Some of these general purpose ZK-systems have quite advanced cryptography, and their security guarantees are proven sometimes under ideal settings. When I say security guarantees, what I mean is:

  • Can the prover cheat?
  • Can the verifier learn something by violating the zero knowledge principle?
  • Can we do the entire thing without relying on cryptographic assumptions?
  • Some systems rely on an initial ceremony where some trusted party has to do one-off computation. Can we remove such requirements?

Practical minded people say that this stuff is too advanced, or “moon-math” as they call it. These primitives will not make it to Bitcoin for a LONG LONG time, if at all. Bitcoin’s cryptography is from an even older generation, and has been vetted in traditional settings like e-commerce, national defense, etc. No moon-math for Bitcoin!

That doesn’t mean that Bitcoin won’t benefit from these new developments. Bitcoin has evolved to a place now where the core protocol itself won’t change that easily, but additional features have to be built on top, in other layers. ZK-proofs will reside on a secondary layer somewhere on top.

Ethereum, on the other hand, is more open to these ideas. ZK-proofs are making their way into Ethereum’s core-system slowly, but will definitely pervade Ethereum’s Layer-2 ecosystem quite thoroughly in the near future. Much faster than in Bitcoin, from what I can see. Newer blockchains will go all-in, and will be built around ZK-ideas, or will offer them as native operators or subroutines.

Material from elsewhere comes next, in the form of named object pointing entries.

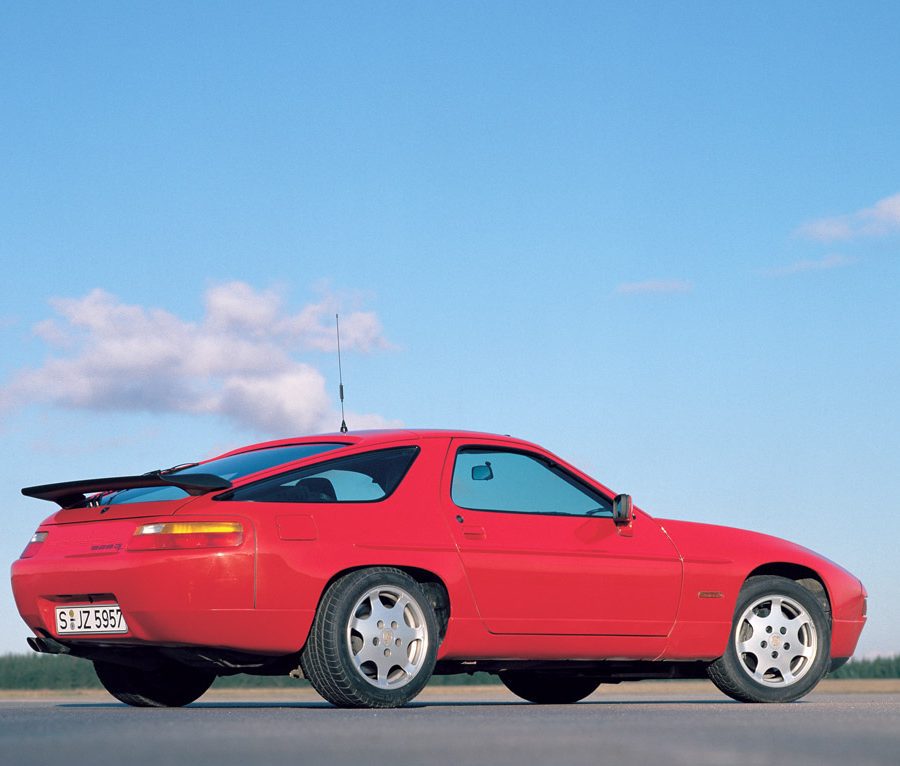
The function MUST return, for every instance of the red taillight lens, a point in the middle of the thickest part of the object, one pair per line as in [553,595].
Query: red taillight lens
[184,535]
[34,545]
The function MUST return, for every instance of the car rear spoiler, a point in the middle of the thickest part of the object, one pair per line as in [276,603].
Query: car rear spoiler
[71,494]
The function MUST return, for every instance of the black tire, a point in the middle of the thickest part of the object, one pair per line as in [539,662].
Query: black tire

You have the entire spectrum of blockchain platforms – some boringly conservative, and just trying to be sound money. Some others on the bleeding edge of maths, offering true privacy through ZK-proofs and the like. I expect these to become more mainstream as privacy becomes non-negotiable. Currencies, smart contract platforms, exchanges, and every other financial intermediary will go maths-first!